First, let me say that I realize writers, especially developing writers, sometimes struggle with insecurities or worry about whether their story idea sounds interesting. I get this. I'm a firm advocate of writers (and all other individuals) being the master of their own work, hence not seeking validation, and I agree with the content of Cogito's "A story concept means nothing, it's about the way you write it" template post -- but we're all new or nervous at some point, and I think everyone has sought out someone's opinion on an idea at one point, too. I understand this.

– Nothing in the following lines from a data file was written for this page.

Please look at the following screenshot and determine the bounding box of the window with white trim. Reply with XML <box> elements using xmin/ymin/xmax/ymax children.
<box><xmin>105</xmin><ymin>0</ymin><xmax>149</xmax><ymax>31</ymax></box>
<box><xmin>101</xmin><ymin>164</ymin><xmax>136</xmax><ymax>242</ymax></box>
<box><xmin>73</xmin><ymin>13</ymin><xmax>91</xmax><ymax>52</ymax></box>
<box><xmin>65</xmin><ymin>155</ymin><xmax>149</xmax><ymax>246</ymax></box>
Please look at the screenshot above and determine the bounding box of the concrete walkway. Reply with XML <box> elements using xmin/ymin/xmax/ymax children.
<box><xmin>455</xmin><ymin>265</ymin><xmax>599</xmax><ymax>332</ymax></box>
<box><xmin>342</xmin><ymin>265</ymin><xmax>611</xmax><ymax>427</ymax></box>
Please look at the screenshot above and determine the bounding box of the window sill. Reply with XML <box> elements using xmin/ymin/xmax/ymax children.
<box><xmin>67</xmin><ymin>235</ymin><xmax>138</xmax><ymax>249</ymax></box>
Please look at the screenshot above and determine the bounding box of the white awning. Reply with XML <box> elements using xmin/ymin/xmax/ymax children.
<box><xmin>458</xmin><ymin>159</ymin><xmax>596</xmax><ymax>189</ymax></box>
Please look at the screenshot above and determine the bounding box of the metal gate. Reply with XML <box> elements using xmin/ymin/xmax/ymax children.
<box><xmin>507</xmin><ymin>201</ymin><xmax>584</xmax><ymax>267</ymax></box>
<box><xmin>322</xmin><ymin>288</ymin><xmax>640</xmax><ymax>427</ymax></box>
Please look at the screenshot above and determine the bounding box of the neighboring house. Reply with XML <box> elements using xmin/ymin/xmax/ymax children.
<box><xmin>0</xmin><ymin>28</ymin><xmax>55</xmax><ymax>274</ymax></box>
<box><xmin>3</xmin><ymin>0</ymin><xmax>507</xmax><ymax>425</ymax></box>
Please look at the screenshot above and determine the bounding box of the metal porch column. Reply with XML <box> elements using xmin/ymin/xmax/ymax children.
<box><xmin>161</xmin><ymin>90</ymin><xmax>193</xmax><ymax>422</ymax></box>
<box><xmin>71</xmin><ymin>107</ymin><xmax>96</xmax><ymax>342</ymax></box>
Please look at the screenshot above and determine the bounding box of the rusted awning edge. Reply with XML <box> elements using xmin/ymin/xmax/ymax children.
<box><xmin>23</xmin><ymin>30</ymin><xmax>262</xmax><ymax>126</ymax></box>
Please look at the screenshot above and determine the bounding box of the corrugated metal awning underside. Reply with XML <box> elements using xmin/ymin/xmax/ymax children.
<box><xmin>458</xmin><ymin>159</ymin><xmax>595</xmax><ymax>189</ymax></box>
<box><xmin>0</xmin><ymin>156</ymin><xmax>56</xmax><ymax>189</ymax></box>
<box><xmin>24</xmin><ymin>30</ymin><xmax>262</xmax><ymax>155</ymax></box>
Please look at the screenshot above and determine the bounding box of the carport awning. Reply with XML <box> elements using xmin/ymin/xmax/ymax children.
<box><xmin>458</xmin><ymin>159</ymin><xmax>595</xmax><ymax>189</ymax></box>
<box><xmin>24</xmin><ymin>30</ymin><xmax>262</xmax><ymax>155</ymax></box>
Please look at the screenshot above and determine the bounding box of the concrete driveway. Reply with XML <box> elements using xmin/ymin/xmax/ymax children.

But what I fail to understand is when people act like their writing must obey cut-and-dry formulas or, even worse, that it stands on the foundation of the approval of some mass collective. There is no "Plot-Sanctification Bureau." Writing is not a field of formulas, and it sure as hell is not a field of lemming-style followership and obedience. Fantasy and science fiction should, theoretically, be the widest frontiers of experimentation, because the stories take place in a world the author creates on their own. But some of the questions and concerns I've seen from people show that many think we're all crammed in narrow alleys (with ceilings!) when it comes to what's "okay" to write. Stop acting confined to ideas that have already been used in any given genre. Not all fantasies HAVE to use wizards, elves, mages, enchanted swords/stones, or main characters with exceptional powers. Not all science fiction stories HAVE to include spaceship crews or time travel.

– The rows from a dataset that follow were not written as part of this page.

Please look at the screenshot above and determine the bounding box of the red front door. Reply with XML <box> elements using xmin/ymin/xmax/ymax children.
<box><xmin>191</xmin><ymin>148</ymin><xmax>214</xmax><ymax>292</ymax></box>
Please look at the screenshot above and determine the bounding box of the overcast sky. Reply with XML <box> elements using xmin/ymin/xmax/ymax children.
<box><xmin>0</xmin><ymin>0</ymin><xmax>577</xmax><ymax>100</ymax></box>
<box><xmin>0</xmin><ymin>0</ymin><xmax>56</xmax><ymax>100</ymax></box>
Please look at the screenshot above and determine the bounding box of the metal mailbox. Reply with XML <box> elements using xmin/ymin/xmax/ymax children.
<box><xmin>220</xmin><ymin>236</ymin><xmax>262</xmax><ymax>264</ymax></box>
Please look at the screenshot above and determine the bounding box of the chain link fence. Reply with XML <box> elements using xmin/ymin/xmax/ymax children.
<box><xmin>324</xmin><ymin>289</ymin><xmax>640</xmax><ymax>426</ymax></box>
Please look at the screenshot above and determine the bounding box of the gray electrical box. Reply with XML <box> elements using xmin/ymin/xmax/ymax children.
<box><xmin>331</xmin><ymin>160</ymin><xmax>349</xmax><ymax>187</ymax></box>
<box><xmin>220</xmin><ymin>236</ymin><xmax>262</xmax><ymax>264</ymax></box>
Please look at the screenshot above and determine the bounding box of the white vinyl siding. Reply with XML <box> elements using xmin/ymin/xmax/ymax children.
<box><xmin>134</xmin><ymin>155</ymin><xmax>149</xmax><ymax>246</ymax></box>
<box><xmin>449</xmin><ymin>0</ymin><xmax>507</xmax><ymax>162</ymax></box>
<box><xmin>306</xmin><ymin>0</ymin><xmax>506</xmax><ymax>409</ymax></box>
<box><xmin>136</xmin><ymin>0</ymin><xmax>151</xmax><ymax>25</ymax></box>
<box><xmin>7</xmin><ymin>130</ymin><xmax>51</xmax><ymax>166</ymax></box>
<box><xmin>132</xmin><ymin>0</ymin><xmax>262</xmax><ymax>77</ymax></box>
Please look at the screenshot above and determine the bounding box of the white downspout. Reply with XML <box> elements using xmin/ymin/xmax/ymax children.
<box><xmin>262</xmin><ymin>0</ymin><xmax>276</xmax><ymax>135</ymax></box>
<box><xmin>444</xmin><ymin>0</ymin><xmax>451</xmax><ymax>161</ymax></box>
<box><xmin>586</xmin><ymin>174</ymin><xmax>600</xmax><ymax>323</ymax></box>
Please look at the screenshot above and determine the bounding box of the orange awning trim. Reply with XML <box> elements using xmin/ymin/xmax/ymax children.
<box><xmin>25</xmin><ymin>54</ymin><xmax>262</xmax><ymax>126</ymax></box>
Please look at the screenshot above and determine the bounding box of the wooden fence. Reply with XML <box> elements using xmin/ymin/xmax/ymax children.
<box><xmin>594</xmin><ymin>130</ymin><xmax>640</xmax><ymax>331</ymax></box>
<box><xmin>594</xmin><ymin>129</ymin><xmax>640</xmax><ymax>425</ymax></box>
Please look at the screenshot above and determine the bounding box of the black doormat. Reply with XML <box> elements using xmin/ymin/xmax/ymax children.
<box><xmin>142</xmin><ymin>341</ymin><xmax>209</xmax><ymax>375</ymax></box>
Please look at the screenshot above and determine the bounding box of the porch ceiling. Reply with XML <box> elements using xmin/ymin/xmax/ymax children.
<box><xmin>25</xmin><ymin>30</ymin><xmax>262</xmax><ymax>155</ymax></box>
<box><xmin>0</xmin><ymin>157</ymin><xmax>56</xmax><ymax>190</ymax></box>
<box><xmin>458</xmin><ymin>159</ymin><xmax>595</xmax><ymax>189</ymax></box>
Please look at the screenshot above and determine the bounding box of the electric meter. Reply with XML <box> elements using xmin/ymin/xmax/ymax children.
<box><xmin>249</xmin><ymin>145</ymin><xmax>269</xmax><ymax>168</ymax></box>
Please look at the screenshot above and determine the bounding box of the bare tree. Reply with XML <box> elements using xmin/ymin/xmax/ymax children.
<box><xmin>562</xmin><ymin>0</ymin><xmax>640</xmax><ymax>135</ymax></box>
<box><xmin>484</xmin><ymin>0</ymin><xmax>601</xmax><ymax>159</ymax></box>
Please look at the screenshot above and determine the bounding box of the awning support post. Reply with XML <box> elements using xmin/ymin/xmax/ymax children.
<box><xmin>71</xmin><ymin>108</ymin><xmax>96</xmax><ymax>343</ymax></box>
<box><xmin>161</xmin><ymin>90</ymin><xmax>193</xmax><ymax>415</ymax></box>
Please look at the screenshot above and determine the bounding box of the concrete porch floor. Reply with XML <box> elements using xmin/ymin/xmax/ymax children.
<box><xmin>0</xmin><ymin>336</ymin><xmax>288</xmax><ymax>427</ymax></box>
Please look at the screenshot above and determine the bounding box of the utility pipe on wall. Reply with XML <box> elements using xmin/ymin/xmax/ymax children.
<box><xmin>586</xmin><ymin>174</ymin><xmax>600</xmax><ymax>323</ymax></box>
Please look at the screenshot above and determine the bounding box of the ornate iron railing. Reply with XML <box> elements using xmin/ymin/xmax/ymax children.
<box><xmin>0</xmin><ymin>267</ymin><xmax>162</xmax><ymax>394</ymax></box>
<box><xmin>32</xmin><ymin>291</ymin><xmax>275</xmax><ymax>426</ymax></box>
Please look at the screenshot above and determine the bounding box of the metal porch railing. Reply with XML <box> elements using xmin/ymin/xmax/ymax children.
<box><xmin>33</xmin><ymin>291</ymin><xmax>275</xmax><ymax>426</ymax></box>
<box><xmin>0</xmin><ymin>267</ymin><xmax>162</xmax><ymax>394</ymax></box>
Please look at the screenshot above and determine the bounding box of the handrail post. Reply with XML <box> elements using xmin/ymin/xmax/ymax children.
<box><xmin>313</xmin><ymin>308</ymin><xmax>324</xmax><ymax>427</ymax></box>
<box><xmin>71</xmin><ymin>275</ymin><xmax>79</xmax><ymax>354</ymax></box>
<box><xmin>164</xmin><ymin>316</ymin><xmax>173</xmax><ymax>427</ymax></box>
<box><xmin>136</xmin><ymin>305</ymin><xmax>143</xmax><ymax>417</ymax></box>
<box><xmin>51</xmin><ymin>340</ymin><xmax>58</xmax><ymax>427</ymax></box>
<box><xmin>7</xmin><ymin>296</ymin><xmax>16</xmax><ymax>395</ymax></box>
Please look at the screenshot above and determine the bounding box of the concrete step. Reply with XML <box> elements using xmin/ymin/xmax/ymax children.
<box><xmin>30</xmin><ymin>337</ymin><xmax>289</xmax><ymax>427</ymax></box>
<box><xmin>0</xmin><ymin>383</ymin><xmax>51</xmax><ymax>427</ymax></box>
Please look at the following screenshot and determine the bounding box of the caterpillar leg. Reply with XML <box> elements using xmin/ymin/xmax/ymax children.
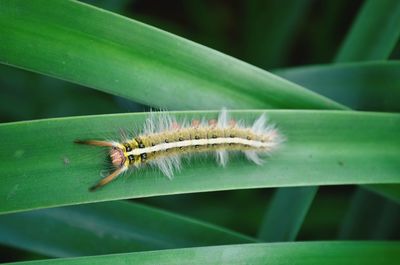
<box><xmin>89</xmin><ymin>166</ymin><xmax>128</xmax><ymax>191</ymax></box>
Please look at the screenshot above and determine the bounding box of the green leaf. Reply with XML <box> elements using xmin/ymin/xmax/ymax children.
<box><xmin>336</xmin><ymin>0</ymin><xmax>400</xmax><ymax>62</ymax></box>
<box><xmin>3</xmin><ymin>241</ymin><xmax>400</xmax><ymax>265</ymax></box>
<box><xmin>0</xmin><ymin>110</ymin><xmax>400</xmax><ymax>213</ymax></box>
<box><xmin>0</xmin><ymin>0</ymin><xmax>344</xmax><ymax>109</ymax></box>
<box><xmin>363</xmin><ymin>184</ymin><xmax>400</xmax><ymax>203</ymax></box>
<box><xmin>258</xmin><ymin>187</ymin><xmax>318</xmax><ymax>242</ymax></box>
<box><xmin>338</xmin><ymin>188</ymin><xmax>400</xmax><ymax>240</ymax></box>
<box><xmin>0</xmin><ymin>202</ymin><xmax>256</xmax><ymax>257</ymax></box>
<box><xmin>274</xmin><ymin>61</ymin><xmax>400</xmax><ymax>112</ymax></box>
<box><xmin>243</xmin><ymin>0</ymin><xmax>312</xmax><ymax>69</ymax></box>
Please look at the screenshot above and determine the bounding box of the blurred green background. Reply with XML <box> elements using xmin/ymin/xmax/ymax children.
<box><xmin>0</xmin><ymin>0</ymin><xmax>400</xmax><ymax>262</ymax></box>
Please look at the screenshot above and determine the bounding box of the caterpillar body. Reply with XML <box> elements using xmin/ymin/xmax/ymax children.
<box><xmin>75</xmin><ymin>109</ymin><xmax>283</xmax><ymax>191</ymax></box>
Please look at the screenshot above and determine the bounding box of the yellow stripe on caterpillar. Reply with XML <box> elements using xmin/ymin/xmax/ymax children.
<box><xmin>75</xmin><ymin>109</ymin><xmax>283</xmax><ymax>191</ymax></box>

Granted, there is nothing wrong with any of the elements named above. If your story calls for mages or elves, then of course use them. But don't go around asking questions like "Is it okay for elves to be ugly and live underground?" and "Is it okay for vampires to disguise themselves as PTA members?" or "Do you think people would want to read about [fill in new creature here]?"
Same goes for realistic fiction. In romance, it's okay to spice things up and have an unexpected twist of events of who gets with who. In YA, the girl doesn't always have to have a crush on her best guy friend. Again, there's nothing wrong with either of those things in themselves, but so many people act like there's a script they can't deviate too far from or certain elements that must be included. That is bullcrap.
It's as though, because certain elements have been used a lot in any given genre, people think these things are required ingredients and they have to step around testing their standing in others' eyes before breaking away in favor of something entirely new.
When writing independently --and, more importantly, when paving your own life -- breaking away from norms and other explored territory is not something to seek approval/permission to do.
And as writers -- as individuals -- the virtue we must embrace more fully is independence. We should be touting it, wearing it on our sleeve, not tiptoeing up to it like we need a grant from the rest of society to be our own person. This applies to both writing and life.
As long as your story is gripping, who cares how you write it? Writers are innovators. Innovators create. Don't be a follower; create something new.
The biggest roadblock to creativity is fear. In order to be creative, you must be fearless. Step forward. Be bold. Don't seek approval or permission. Don't be afraid.